Homo economicus likes to imagine himself as a clever being. And in some respects, he’s right. But when it comes to investing, even the most intelligent minds in the universe can be hornswoggled. Mr. Market, someone once told us, is a tricky nemesis.
With a new year standing before us, and an old one behind, this is the traditional moment to reassess, review and make a guess at what’s coming next. That includes deciding how to tweak the portfolio, if at all. The challenge, for our money, is now and forever at the center of success, or failure. Strategy, in other words, trumps all, even though the outcome may not be obvious for years or even decades. Nonetheless, the choices we make today, tomorrow, next year and beyond for building a portfolio–overweighting this, underweighting that–ultimately dictate results, for good or ill.
On that subject we’re routinely impressed by how difficult it is to reengineer betas to suit our investment needs and claim victory. Indeed, a popular if not universal goal is reducing risk while maintaining return. No easy trick, although it’s tempting to think that any one can do it. The proliferation of ETFs, to take an obvious example, provides a broad and ever-expanding palette of betas to play with. Surely an intelligent strategist can choose a mix of betas, from stocks to bonds to commodities and beyond, and craft a winning portfolio that delivers superior risk-adjusted returns.
While such a goal isn’t impossible, it’s devilishly difficult to achieve for the long run. Ironically, most investors probably have no clue just how difficult the task. Why? Because one can only recognize the depth of the challenge by routinely analyzing a living, breathing portfolio over the course of time. Daily analysis is ideal, although weekly or even monthly data will suffice over long periods. In any case, unless you’re crunching the numbers regularly, and comparing your results to a benchmark, it’s easy to overlook just how elusive successful investment strategy can be.

Consider that for most investors with a long-term horizon, equities are the primary risk factor. Looking out 10 or more years, it’s a reasonable assumption that equity risk will deliver superior returns compared to bonds, cash and perhaps even commodities and real estate. The risk of underweighting equities over time, therefore, can be thought of as the primary risk.
But ours is an age of clever strategists armed with access to inexpensive betas, in both conventional and alternative forms. As such, there’s a strong temptation to craft a portfolio that will is expected to enhance what can otherwise be had by mindlessly buying the major asset classes in something approximating their market weights on a global basis.
No, we’re not saying that it’s always best to buy and hold the market-weight portfolio, although as a long-term proposition you’ll probably do pretty well with that mix. For those who aspire to more, we recommend at least keeping in mind that playing with asset allocation far beyond Mr. Market’s recommendations invites additional risk in the form of trailing what you could otherwise obtain quite easily. On the other hand, if you’re not going to choose an asset allocation that’s materially different than the global market portfolio, what’s the point? Modest deviations won’t do much to alter the risk-reward profile of the market, although such tweaks may raise the risk of underperformance.
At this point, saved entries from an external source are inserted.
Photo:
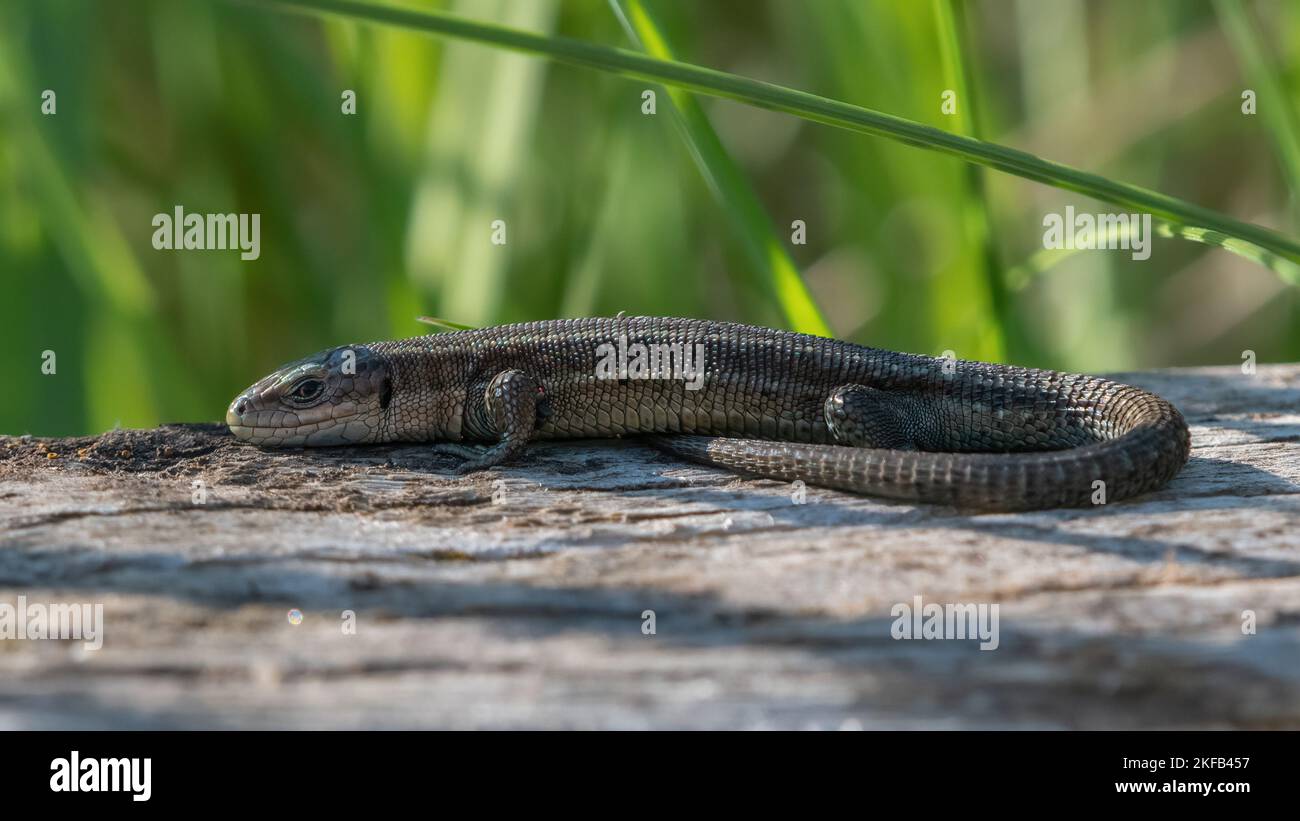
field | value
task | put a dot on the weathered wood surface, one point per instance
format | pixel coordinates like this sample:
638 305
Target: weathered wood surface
515 598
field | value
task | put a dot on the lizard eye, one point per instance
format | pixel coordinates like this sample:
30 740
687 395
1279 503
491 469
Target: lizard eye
307 390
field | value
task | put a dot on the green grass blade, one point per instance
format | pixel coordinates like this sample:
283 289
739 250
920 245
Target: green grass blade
974 205
1269 247
728 183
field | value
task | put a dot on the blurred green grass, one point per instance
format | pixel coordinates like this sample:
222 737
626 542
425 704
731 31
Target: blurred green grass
376 218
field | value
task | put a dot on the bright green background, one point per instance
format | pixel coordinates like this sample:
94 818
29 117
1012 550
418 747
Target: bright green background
369 221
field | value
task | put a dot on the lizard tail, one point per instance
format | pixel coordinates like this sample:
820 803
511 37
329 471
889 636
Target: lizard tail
1145 455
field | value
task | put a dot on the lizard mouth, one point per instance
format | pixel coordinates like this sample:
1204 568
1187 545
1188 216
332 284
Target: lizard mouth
272 430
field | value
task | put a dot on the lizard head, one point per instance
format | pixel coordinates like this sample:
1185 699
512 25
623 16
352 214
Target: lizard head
337 396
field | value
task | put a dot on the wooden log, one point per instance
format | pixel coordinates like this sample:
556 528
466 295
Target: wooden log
520 598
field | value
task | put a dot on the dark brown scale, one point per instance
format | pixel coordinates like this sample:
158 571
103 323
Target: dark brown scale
987 437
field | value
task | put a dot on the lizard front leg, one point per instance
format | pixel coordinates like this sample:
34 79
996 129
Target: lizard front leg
511 405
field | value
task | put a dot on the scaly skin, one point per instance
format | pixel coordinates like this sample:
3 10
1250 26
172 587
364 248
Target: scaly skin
770 403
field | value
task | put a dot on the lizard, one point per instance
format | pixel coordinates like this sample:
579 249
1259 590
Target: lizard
759 402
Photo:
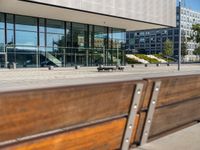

But don’t take our word for it; run the numbers on your own portfolio and see for yourself. As a simple example, calculate the total value of your investment portfolio at the end of each week and compare its performance to, say, the S&P 500, or a balanced mix of 60% stocks/40% bonds. Even better, create a custom benchmark of global stocks (50% S&P and 50% EAFE) that adds up to 60%, with the remaining 40% in Lehman Aggregate Bond Index. You might add in commodities and foreign bonds to the benchmark too in their proper market weight to build a relevant benchmark of what’s available. Over time, you’ll discover if you’re adding or destroying value, relative to what you can earn on a globally weighted index fund comprised of ETFs.
For most of us the lesson will probably be that second-guessing Mr. Market incurs an opportunity cost. The reason boils down to the fact that Mr. Market doesn’t bite his nails when prices sink, nor does he celebrate when prices soar. Emotion, in short, gets in the way of even the most disciplined investors. Some of us will be able to beat the odds and improve risk-adjusted returns relative to the true world portfolio; most will fail.
Perhaps, then, the most important investment decision is deciding if you’ve got what it takes to compete in the arena on a long term basis. History is quite clear on the stakes: if you’re wrong on this all-important issue, you’ll pay a price, and perhaps a heavy one, albeit 10 or 20 years from now. Like cancer and inflation, such a risk will be almost invisible in the short term. On a day-to-day basis, it’s easy to assume that all’s well and that your decisions are top rate. But taxes, commissions, and the accumulation of minor mistakes take their toll as the years roll on. Alas, only a relative few of us are up to the task of successfully evading what is otherwise fate for the investment masses. What’s more, many if not most of those who pay an opportunity cost may not even know that they’ve underperformed. Ignorance may be bliss, but it still has a price.